That which is born alive was, by the law of the Church and the law of Nature, suffered to live, and helped to maturity if possible, by those who had begotten it. (1.3)
The Church commands its version of morality be observed in the case of mutant births. This is a small point early in the novel, but it grows to become a source of much contention between Church, state, and individual later on. Keep it in mind, Shmoopers.
There was nothing to do but obey the command to return.
Francis's will has been completely consumed by the Church and its commands. To question his superiors is to question the Church—something he cannot do.
Father Cheroki, who came of baronial stock from Denver, tended to react formally to men's official capacities, tended to speak courteously to the badge of office while not allowing himself to see the man who wore it, in this respect following the Court customs of many ages. (4.2)
The Church claims the moral high ground of God. And whether or not it owns that moral high ground, it's still an organization made up of mortal men on Earth. Father Cheroki's inability to see this fact grants the reader the ability to do just that. That's dramatic irony for you, and it's awesome.
But I, too, am a member of a oneness, thought Dom Paulo, a part of a congregation and a continuity. Mine, too, have been despised by the world. Yet for me the distinction between self and nation is clear. (16.92)
Like Francis before him, Dom Paulo has become part of a whole. He lets that "oneness" have power over him. But unlike Francis, Dom Paulo understands how institutions can take over your own interests, and willfully chooses the Church over the government.
"To serve God first, or to serve Hannegan first—that's your choice."
"I have little choice, then," answered the thon. "Would you have me work for the Church?" The scorn in his voice was unmistakable. (21.73-74)

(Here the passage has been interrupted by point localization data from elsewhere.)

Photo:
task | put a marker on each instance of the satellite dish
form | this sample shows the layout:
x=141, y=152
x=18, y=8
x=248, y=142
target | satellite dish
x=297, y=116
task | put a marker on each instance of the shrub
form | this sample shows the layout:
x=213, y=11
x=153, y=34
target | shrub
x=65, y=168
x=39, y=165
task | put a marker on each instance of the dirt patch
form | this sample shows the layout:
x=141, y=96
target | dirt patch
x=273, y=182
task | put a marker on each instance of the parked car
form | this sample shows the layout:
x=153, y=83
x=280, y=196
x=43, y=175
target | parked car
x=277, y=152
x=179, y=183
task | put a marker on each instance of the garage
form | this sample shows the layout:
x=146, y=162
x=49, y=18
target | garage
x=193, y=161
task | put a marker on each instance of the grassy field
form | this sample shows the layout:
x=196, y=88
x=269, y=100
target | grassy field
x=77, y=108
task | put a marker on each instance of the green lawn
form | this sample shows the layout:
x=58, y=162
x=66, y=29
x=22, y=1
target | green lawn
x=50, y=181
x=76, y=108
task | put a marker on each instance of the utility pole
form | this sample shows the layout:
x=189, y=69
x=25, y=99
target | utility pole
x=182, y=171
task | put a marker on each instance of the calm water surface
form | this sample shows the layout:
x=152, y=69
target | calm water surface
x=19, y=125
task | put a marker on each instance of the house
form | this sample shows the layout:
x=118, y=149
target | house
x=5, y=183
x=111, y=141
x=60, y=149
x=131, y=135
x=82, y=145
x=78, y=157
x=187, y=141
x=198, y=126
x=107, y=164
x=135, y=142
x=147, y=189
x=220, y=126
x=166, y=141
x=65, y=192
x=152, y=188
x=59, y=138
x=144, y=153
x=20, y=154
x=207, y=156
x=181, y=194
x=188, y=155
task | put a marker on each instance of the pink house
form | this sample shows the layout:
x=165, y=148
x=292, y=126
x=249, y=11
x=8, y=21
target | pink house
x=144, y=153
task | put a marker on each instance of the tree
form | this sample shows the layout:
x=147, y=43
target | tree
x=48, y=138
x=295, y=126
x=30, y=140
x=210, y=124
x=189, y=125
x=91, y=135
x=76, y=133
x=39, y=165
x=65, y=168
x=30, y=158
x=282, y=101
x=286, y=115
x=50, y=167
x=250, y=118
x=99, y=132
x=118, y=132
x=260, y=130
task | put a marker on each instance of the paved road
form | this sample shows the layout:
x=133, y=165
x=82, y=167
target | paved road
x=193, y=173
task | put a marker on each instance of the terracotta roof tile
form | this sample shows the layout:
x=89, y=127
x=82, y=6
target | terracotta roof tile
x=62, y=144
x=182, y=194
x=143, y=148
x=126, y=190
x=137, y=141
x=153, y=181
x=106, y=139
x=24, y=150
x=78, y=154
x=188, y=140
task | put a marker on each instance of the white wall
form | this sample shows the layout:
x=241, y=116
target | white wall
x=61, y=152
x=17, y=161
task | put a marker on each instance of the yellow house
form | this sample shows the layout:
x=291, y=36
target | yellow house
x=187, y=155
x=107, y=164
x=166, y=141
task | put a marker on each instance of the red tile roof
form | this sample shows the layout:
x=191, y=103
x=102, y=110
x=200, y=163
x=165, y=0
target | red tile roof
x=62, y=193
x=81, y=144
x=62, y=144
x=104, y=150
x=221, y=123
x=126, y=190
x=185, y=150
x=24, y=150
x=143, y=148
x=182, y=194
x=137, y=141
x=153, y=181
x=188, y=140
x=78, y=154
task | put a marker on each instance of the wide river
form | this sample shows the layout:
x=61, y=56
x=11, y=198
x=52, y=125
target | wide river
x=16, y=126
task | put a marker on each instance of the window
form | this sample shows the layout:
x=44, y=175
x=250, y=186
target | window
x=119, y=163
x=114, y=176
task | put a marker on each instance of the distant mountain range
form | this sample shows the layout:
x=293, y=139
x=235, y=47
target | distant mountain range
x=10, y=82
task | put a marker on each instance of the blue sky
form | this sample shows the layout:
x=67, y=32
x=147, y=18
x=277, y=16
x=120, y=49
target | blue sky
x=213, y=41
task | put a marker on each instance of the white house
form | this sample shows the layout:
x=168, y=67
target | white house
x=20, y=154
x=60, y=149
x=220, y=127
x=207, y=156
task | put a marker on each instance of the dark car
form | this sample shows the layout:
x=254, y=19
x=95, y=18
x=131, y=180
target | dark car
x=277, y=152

Taddeo is Dom Paulo's foil for many reasons. This is one. Like Dom Paulo, Taddeo made a choice to let an organization have power over him, and he made that choice willfully. He simply chose differently than Dom Paulo; he chose the state.
"Let's be frank with each other, Father. I can't fight the prince who makes my work possible—no matter what I think of his policies or his politics. I appear to support him, superficially, or at least to overlook him—for the sake of the collegium." (21.59)
The state is gaining power, and that puts it in direct competition with the Church. It's like one is Batman, the other is the Joker, and we're all stuck in the middle.
"They can know it by the children they beget and send to asylums for the deformed. They know it, and they've kept the peace. Not Christ's peace, certainly, but peace, until lately—with only two warlike incidents in as many centuries. Now they have the bitter certainty. My sons, they cannot do it again. Only a race of madmen could do it again—" (25.154)
Note the passage of "not Christ's peace." It's a small hint of how far Church and state have separated since the beginning of the novel. Now, they can't even agree on how to go about being peaceful.
"'The provisions of Public Law 10-WR-3E in no way empower[s] private citizens to administer euthanasia to victims of radiation poisoning. Victims who have been exposed, or who think they have been exposed, to radiation far in excess of the critical dosage must report to the nearest Green Star Relief Station.'" (27.5)
The state gets in on the church's game. Just like in our first quote—the one we told you to keep in mind—the state begins administrating rules for who should be allowed to die, how they should be allowed to do it, and even where they can do it.
But one of the officers snapped out into the slow lane just ahead of them and pointed his traffic baton at the vehicle's obstruction detection; the autopilot reached automatically and brought the car to a stop. (28.128)
In Francis's day, the Church had all the power; they had the Memorabilia and a vice grip on education. Now, the tables have turned. Thanks to technology, the state can quite literally control the destiny of others.
"Get back in the car," Dom Zerchi told her. "You cut that tone of voice, mister!" the officer barked. "Lady, what about the kid?" "We're both getting out here," she said. (28.147-149)
The Church, state, and individual are all represented in this final fight to determine the fate of a mother and her child. Although the state wins this round, the novel doesn't seem to suggest either Church or state was right. It leaves that question open for you to ponder. Yay, pondering.